The final X Prize flight, X2, carried the highest stakes of any SpaceShipOne flight. Far more rode on it than the $10 million prize. Rutan wanted to start the first commercial spaceline, and the means with which to do it lay almost within his grasp. Richard Branson waited with pen poised over checkbook to give him the capital to build a fleet of passenger spaceships for his newly formed Virgin Galactic.
Gallery: Inside the Rocketeers’ Rides
Accidents Won't Stop Private Space Industry's Push to Final Frontier
But wealthy space tourists weren't going to fork over $190,000 to ride a twitchy experimental spaceship with an unfortunate propensity for flying off course, spinning while traveling faster than a rifle bullet, or cracking up on landing. To seal the deal on a new space age and win development money from Branson on top of the $10 million X Prize, SpaceShipOne had to demonstrate something it had never done before: that it was capable of a perfect spaceflight, one that would give passengers the thrill of a lifetime without scaring the hell out of them.
Pilot Brian Binnie didn't sleep much the night before the flight, and as early as his preflight briefing was, at 4:30 a.m., it couldn't have come soon enough for him. He got to the Scaled hangar at 4:00.
At dawn on Monday, October 4, 2004, the White Knight, with Mike Melvill at the controls and SpaceShipOne project engineer Matt Steinmetz in the back seat and the spaceship hooked to its belly with Binnie inside, taxied down the flight line. Once again Binnie was awed by the number of people who had turned out to see SpaceShipOne scratch the sky. But this was the first time he'd seen the crowds from the cockpit of SpaceShipOne. "I hope I have a good day," he thought, "because there are an awful lot of people there!"
Just as the red light of dawn began to spill over the Tehachapi Mountains, the mated ships turned at the end of the flight line to face back the way they had come. Melvill throttled up the White Knight's engines, and the two ships picked up speed until they roared past the crowds and leaped into the sky. Then Binnie settled in for the long wait while they circled to launch altitude. When they got there, Binnie clasped his hands in front of him, closed his eyes, and breathed a silent prayer.
Melvill flipped the switch in White Knight's cockpit that unlocked the hooks securing the spaceship. A light glowed amber on his instrument panel. "Okay, I got one yellow," he radioed.
Binnie toggled an identical switch on his panel.
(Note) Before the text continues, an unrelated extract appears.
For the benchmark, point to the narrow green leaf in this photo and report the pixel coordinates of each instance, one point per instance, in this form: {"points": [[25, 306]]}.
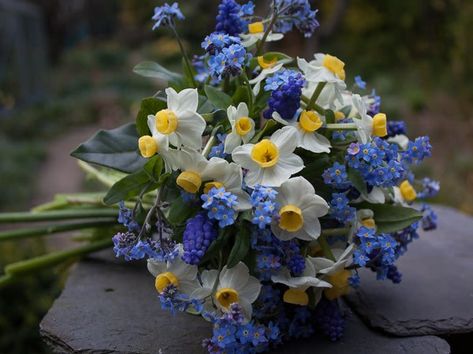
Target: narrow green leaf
{"points": [[156, 71], [149, 106], [240, 247], [218, 98], [116, 149]]}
"And I've got two yellows," called Melvill. "And stand by with thirty seconds. . . . Twenty seconds to go. . . . Ten seconds. You ready, Matt? Three, two, one, release."
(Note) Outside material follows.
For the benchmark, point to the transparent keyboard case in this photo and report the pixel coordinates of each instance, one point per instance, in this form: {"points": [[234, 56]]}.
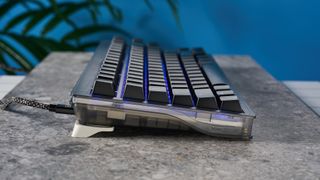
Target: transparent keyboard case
{"points": [[95, 111]]}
Steinmetz pulled the release lever, and SpaceShipOne fell free of the White Knight.
Binnie hit the switches to arm and then fire the rocket motor in quick succession. "I didn't waste any time," he later recalled. "It was release, arm, fire, boom."
In the White Knight Melvill and Steinmetz were still close enough to actually hear the rocket motor fire, something the White Knight crews hadn't been able to do on previous missions. Melvill banked the White Knight hard right as SpaceShipOne screamed past. "Holy crap, that was close!" blurted Steinmetz over the intercom.
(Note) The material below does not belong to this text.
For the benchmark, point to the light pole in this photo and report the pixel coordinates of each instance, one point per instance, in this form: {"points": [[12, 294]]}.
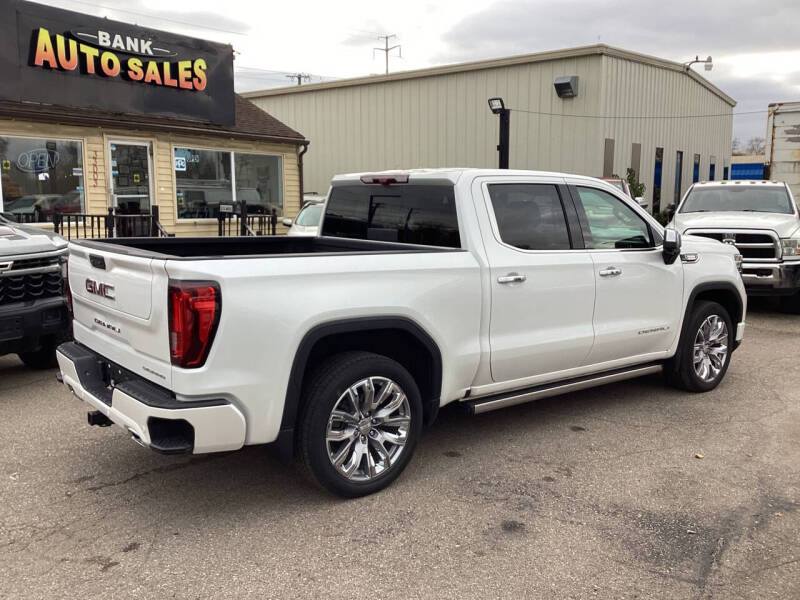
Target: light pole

In the simulator, the spaceship pilots couldn't hit the White Knight on ignition if they tried, so they had stopped worrying about that possibility as they raced to light the rocket motor closer and closer to drop time -- the faster they could fire the motor, the higher they would go before shutdown. "You drop off with the trims set for a pretty aggressive turn," Binnie explained later. "Getting the nose up quickly means all that rocket thrust is giving you altitude as opposed to just accelerating you out horizontally. That's goodness."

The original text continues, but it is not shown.